Because the game is more challenging, it actually is worth playing because you'll feel accomplished, not feel like you slept through it. The other good thing is it's actually longer. While 9 stages may seem like a little bit, the game will take about 6 hours to beat, which isn't bad for an action game of this vein. Add in the 2 extra characters, and you have 18 hours of shooting action, which is quite a bit for a $15 game (and if this was 1994 it would be one hell of a popular arcade game). It does get somewhat repetitive after a while, but the game is tough enough that you'll enjoy it. If you liked the first one, you'll be in love with Gungrave Overdose, which is the best thing you can say. And even if you didn't like it, or at least liked the concept, it's worth giving a 2nd shot, because it's exactly what a sequel should be in terms of taking what was wrong and making it right.
Adding to the quality of Gungrave Overdose is the visual presentation. Well-done anime scenes tell much of the tale, and the panel-based cutscenes between the main characters is interesting, though slightly old-school (similar to Front Mission 4, but a bit better). The in-game visuals are colorfully cel-shaded, a trend that seems to be vanishing recently. It's got a steady framerate and never bogs down so the action always keeps up. On the other side, the enemy designs are repetitive in an old-school way, which is either good or bad depending on your perspective. But overall, there's a slick, polished feel to this game, in both artistic style and presentation. It doesn't look all that different from the original game, but it really is a well-done game in this regard.

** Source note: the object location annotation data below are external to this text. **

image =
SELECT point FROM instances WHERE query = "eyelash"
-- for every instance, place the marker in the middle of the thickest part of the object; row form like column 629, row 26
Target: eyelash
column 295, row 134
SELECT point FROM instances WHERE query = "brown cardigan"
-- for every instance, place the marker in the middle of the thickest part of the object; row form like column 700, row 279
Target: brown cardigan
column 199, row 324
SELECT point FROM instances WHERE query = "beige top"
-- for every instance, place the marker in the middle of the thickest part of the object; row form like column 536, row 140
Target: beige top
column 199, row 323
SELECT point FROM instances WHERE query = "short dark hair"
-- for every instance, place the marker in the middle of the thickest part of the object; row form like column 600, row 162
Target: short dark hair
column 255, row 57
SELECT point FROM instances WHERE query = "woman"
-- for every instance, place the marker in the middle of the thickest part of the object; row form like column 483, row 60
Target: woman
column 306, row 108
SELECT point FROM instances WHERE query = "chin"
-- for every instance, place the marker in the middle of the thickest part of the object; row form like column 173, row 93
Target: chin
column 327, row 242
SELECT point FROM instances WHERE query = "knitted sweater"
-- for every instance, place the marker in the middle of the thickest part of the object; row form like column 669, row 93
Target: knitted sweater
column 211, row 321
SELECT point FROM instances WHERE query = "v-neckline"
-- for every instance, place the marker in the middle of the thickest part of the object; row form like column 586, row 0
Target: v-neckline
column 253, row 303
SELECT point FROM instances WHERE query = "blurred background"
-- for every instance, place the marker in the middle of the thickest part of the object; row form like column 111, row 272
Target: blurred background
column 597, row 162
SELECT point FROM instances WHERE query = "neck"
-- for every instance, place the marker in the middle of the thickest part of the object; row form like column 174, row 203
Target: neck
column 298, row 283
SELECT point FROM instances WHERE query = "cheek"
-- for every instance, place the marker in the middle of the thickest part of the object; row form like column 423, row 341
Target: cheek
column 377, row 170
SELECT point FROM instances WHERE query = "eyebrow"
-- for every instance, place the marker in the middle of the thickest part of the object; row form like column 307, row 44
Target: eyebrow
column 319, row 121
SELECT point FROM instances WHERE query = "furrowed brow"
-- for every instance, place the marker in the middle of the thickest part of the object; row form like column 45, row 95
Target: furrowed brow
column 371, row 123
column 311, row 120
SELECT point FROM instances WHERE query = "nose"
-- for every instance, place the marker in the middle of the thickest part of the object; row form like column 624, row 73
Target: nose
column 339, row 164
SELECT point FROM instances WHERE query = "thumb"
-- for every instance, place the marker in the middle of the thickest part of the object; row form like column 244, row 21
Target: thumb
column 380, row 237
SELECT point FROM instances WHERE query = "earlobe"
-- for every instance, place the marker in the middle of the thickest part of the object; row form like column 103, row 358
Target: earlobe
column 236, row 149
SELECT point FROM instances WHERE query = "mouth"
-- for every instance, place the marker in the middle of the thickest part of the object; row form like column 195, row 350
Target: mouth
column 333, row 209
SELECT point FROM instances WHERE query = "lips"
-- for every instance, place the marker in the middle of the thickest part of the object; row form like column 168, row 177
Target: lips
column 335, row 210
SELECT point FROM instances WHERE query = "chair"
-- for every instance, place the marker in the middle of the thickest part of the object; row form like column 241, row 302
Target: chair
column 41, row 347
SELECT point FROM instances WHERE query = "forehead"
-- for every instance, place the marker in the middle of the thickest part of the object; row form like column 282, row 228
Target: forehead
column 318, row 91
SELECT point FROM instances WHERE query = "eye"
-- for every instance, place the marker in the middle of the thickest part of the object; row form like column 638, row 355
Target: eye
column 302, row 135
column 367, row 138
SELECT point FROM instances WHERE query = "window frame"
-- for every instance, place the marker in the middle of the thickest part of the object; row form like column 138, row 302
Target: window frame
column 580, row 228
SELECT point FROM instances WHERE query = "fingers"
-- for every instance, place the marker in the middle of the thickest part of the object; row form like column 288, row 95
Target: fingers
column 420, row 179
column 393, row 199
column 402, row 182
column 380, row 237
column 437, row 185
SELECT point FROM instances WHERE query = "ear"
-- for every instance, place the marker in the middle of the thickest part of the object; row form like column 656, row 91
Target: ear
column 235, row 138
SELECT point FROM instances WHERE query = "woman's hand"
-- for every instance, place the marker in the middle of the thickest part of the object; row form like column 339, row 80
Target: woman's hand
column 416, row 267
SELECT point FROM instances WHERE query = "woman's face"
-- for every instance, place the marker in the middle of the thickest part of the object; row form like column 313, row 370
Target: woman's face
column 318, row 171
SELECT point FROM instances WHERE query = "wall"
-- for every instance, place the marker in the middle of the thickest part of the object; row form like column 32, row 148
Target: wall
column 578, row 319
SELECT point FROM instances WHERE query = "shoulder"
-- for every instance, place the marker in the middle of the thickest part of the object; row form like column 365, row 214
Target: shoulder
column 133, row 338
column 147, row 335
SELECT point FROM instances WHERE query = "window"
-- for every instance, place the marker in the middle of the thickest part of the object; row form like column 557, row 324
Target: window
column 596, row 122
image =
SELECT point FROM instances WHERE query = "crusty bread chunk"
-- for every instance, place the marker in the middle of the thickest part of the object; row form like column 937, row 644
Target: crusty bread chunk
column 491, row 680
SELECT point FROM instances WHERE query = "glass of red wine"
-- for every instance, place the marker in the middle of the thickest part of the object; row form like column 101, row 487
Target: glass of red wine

The audio is pretty good as well. Though there's like a half-dozen voice actors for dozens of characters, they all perform pretty well and provide decent dubs for the anime, even if you can tell who's doing the same voices (it's amusing to hear a discussion between two characters voiced by the same person). There's supposedly music that plays during the stages, but I'll have to take the word of RED and Mastiff, considering how friggin' loud the action gets. Seriously, other than the sound of guns and other weapons, everything is completely drowned out aside from the occasional moments where nothing's going on and you can hear the typically Japanese soundtrack.